It’s a word everyone dreads — at work, at home, in life. But what if there were something we could do to stop it? The result just might change our lives.
Sometimes life can get really overwhelming, don’t you think?
It’s 6pm, for example, and you’ve just spent the whole afternoon trying to fix the garbage disposal, which stopped working suddenly when you were trying to load the dishwasher. Your computer is open — emails lurking there, waiting to be answered, as soon as you are done with dinner, which will be leftovers, since you still haven’t made it to the grocery store.
Your phone is ringing and dinging every few seconds. The dog is barking to go out. The kids are running up and down the stairs.
Are you getting the picture?
Sometimes life can be really overwhelming.
Several years ago I noticed myself feeling overwhelmed with life more often than was perhaps normal. I was in graduate school — an overwhelming time, to be sure. But in order to cope, I was taking anti-anxiety medication, drinking more often than I care to admit, and doing pretty much whatever I could to keep all the stress from getting to me.
I complained about the stress, tried to escape the stress but still, the stress wouldn’t go away.
It made me wonder: could there be a better way?
So I decided to trim the fat.
The first thing I did was sell or give away most of what I owned. I didn’t realize how much stress my physical possessions were causing until I actually started to get rid of them. The more space I made in my house, the more space I felt like I had in my mind.
Second, I started saying “no” way more often. At first, this caused more stress than it relieved because I worried I was letting people down. But the more I practiced it, the more natural it became. The more space I had in my schedule, the less stressed I felt.
All because I was willing to cut back.
This is not a connection most of us would perhaps naturally make — the connection between stress and clutter — but it’s a connection that is certainly there if we’re willing to look for it. If you find yourself feeling overwhelmed more often than you care to admit, here’s something to try: get rid of some stuff.
Quit a committee you don’t really want to be on. Make a run to Goodwill. End an unhealthy relationship taking up too much space in your life. Clean up the clutter in your living or working space. Clean out your email inbox.
I bet you’ll be surprised how much of a difference it makes.
Recently, a friend asked me why I had gotten rid of comments on my website and I told him it’s for the same reason I do most everything these days: to simplify things, to keep away the clutter, to fight my way to more productivity, more happiness, more peace — and less stress.
- The Cold Hard Truth: You’re Overwhelmed Because You Want to Be
- How You Can Better Control Your Time (Podcast)
- 5 Ways I Clear Clutter In And Out of My Head
The bottom line is this: If you’re feeling overwhelmed, stop complaining. Stop trying to escape. Chances are you simply need to trim the fat.
No Sidebar: At Work
The feeling of being overwhelmed is one that impacts us across all areas of our life and work is certainly not immune from that. In fact, studies show employees are working longer hours, have less work-life balance, fewer boundaries in their work lives and are chronically overwhelmed.
The question is: is there something we can do to avoid this?
Business woman and career mogul Marie Forleo says yes. In fact, she says we can find more simplicity in our business and work lives with one single word.
And maybe sometimes the best solutions to our problems are the most simple ones. Perhaps we can find more mental clarity and productivity — and therefore more margin in our day — by simply clearing the physical items from our work space.

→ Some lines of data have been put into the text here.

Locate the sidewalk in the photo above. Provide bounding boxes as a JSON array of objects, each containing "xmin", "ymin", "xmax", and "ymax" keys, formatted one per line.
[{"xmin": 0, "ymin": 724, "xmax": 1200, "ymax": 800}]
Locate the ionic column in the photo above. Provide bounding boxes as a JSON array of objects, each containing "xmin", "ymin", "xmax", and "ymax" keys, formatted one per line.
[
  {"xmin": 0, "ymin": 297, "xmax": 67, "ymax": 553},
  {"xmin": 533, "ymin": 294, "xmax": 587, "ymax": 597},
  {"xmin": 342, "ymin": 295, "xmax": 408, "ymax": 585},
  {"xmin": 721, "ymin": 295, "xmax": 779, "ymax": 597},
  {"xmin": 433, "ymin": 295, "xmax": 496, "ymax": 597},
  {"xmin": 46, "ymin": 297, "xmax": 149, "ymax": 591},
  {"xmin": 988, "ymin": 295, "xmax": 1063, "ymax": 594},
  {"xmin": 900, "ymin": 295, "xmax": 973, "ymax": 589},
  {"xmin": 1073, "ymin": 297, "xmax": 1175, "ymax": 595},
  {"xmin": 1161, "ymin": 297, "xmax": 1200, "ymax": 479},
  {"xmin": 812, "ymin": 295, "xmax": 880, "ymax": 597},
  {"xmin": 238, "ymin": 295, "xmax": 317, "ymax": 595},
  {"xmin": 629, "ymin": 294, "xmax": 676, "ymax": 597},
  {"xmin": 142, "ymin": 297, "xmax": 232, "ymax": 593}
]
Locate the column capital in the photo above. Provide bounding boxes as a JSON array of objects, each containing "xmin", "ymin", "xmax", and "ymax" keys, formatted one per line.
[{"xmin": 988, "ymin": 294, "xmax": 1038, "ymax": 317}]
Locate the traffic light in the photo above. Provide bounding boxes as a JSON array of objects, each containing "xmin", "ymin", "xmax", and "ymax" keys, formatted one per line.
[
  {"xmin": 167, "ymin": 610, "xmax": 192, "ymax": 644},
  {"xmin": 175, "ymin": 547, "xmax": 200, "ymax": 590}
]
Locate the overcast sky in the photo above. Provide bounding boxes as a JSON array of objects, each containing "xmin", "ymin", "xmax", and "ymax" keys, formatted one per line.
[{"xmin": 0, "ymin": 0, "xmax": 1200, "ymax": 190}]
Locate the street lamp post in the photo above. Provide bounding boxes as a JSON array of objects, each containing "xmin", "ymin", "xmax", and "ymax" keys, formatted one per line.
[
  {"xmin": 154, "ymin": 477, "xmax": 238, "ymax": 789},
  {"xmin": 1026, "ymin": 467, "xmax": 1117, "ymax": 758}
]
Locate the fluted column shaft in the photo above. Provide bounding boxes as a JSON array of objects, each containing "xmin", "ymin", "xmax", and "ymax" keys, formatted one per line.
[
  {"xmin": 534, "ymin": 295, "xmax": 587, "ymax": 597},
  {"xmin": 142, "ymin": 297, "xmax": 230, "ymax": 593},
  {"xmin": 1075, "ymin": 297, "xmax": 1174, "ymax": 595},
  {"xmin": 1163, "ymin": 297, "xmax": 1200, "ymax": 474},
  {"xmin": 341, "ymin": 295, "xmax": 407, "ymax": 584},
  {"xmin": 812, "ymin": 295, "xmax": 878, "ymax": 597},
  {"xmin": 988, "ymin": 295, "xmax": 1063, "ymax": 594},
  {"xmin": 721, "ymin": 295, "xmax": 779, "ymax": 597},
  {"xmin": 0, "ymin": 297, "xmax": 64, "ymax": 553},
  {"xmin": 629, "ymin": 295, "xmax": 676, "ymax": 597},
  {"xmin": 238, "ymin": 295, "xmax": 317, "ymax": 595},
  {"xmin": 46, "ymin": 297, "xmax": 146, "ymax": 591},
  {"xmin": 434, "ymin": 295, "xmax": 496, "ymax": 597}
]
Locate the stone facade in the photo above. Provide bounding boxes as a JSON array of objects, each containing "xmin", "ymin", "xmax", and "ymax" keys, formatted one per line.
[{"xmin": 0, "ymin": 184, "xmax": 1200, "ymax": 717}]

It’s worth a try. I mean, what’s the worst that could happen?
No Sidebar: At Home
These days it seems like everyone is a minimalist, doesn’t it? But whether or not you’re ready to move into a tiny house and spend your days choosing from your simple wardrobe, there’s no denying how much stress can be relieved when we’re willing to simplify our homes, clear out the clutter and focus on what’s important.
Sometimes this means just clearing out the physical clutter that gets in the way of the functionality and enjoyment of our space. That’s what Stephanie Bennett Vogt suggests in her article, Confessions of a Packrat.
At the same time, really finding clarity and peace might take more than just getting rid of physical clutter. It might require changes in our thinking.
It might even require us to pass those changes on to our kids.
And before you get totally overwhelmed by the incredible task it can be to cut back on what you own, and make things simple again — don’t worry. Here are 18 5-minute tips to begin decluttering your home.
No Sidebar: In Your Soul
Perhaps the most important space we can create for ourselves is the space in our souls. But what on earth does this mean?
To start, it means getting rid of the negative self-talk that clutters our thoughts and steals our creativity. There are all different kinds of tactics we can use to create this space — but the important part is we use at least one of them. Writing. Meditation. Therapy. Whatever we need to do to make space and regain our creative energy.
One interesting solution to the brain-clutter problem could be getting rid of caffeine. No matter how much of a nightmare this might sound like to you, before you write it off, consider how much caffeine impacts your brain.
You might be surprised.
Ultimately, the connection between physical clutter and mental clutter cannot be denied. And just like that, we end in the same place we started—and also begin again. When we clean up our clutter, we clean up our life.